The broader semiconductor industry already reflects that reality. Nvidia’s AI systems depend heavily on advanced packaging. High-bandwidth memory systems rely on stacking and interconnect methods as much as fabrication technology itself. Apple, AMD and Intel all rely heavily on packaging design to improve computing density and energy efficiency.
Huawei’s SSD suggests Chinese firms are now pursuing similar approaches more aggressively under sanctions pressure.
There are still unanswered questions surrounding the drive. Huawei has not publicly disclosed detailed performance figures such as input-output operations per second, sustained transfer rates or long-term endurance under enterprise workloads. Those details matter because storage systems are judged not only by capacity but by speed, reliability and thermal management.
Yield rates may prove equally important. Packing large numbers of NAND dies directly onto boards creates engineering challenges involving heat, signal integrity and manufacturing consistency. Producing prototypes differs greatly from producing millions of reliable enterprise drives at scale. Whether Huawei can manufacture these systems efficiently for hyperscale deployment remains uncertain.
Still, the announcement alone carries weight because it shows China’s technology industry continuing to adapt under pressure rather than freezing in place.
Artificial intelligence has changed the economics of computing infrastructure. Before the AI boom, cloud providers focused heavily on processing efficiency and cost reduction. AI training systems now demand huge quantities of processors, memory and storage operating together at scale.
That demand is creating new winners across the semiconductor supply chain. Graphics processor companies surged first, but memory makers and storage firms soon benefited as AI workloads consumed larger quantities of data. Enterprise SSDs with extremely large capacities have become more valuable because they reduce physical space requirements and simplify large-scale server deployments.
Huawei’s move also reflects China’s wider attempt to reduce dependence on foreign technology suppliers. Beijing has spent years encouraging domestic production in semiconductors, cloud computing and telecommunications equipment. Sanctions accelerated that process by forcing Chinese firms to replace foreign technology where possible.
Chinese cloud providers and AI companies increasingly have fewer choices available. Restrictions affecting Nvidia chips, AI accelerators and memory products have narrowed access to foreign hardware. Domestic suppliers such as Huawei therefore occupy a growing role inside China’s AI market.

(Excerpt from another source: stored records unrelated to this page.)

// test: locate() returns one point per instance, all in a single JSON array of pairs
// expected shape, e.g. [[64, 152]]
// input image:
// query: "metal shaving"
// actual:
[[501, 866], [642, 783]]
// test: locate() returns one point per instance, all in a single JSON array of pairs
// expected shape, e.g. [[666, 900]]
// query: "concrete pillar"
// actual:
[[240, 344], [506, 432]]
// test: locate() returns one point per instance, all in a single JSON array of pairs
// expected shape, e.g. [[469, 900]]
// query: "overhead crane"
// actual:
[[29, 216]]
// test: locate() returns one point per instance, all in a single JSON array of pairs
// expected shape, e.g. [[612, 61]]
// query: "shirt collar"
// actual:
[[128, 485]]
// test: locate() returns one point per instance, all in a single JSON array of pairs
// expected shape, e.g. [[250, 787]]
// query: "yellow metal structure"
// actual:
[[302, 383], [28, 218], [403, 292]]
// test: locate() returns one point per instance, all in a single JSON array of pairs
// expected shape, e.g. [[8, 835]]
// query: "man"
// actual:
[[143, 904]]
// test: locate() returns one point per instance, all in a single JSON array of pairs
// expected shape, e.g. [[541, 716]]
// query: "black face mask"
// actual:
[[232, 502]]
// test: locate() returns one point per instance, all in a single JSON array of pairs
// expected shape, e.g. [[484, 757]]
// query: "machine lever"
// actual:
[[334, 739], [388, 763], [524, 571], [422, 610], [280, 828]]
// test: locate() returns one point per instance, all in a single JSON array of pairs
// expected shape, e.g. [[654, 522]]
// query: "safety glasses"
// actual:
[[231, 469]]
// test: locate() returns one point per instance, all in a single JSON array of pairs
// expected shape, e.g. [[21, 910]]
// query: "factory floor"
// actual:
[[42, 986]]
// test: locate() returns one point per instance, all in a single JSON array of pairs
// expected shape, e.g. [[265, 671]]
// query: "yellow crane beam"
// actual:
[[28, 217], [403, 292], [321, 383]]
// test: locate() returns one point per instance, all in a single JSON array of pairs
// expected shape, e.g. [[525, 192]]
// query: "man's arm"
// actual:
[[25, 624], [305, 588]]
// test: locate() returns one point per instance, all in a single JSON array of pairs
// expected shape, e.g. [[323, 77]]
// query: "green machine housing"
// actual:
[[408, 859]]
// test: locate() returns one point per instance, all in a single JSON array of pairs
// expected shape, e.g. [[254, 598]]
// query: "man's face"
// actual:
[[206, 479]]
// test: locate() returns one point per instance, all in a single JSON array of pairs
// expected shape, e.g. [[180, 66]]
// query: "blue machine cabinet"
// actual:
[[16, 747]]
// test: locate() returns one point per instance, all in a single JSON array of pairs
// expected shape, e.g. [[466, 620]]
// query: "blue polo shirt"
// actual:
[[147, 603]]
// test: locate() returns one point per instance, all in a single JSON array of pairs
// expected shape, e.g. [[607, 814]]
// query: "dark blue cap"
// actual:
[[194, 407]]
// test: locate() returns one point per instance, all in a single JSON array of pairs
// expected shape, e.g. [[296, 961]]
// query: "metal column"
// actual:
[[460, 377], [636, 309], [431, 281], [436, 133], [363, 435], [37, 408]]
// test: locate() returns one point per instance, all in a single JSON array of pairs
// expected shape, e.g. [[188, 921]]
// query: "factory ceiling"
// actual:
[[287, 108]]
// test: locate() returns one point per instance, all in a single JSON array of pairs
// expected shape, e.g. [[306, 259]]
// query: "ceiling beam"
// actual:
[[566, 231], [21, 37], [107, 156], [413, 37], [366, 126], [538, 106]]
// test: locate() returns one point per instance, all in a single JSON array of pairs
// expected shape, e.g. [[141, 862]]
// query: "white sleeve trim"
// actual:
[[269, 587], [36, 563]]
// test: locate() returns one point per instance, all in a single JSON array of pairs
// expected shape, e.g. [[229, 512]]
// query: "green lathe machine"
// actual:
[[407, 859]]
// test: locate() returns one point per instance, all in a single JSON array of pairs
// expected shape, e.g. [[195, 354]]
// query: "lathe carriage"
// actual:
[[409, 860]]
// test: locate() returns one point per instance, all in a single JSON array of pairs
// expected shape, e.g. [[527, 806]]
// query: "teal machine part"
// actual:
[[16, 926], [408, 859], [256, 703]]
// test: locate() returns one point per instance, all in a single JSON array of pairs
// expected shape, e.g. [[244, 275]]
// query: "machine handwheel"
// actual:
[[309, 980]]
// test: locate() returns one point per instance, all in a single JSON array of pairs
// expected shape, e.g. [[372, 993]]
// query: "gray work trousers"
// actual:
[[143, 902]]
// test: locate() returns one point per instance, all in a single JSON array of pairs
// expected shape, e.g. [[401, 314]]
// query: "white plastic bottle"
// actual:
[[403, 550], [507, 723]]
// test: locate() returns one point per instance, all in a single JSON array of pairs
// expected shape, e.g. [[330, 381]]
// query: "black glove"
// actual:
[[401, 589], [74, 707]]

The political effect may prove just as important as the technical achievement. Export controls were intended partly to slow China’s progress in advanced computing infrastructure. Huawei’s storage announcement suggests that engineering workarounds can sometimes narrow the effect of those restrictions even when fabrication gaps remain large.
That does not mean sanctions have failed entirely. China still trails foreign rivals in several advanced semiconductor categories, particularly high-end lithography equipment and top-tier logic chips. Yet the storage announcement highlights how difficult it becomes to restrict an entire technology ecosystem once companies begin redesigning systems around the restrictions themselves.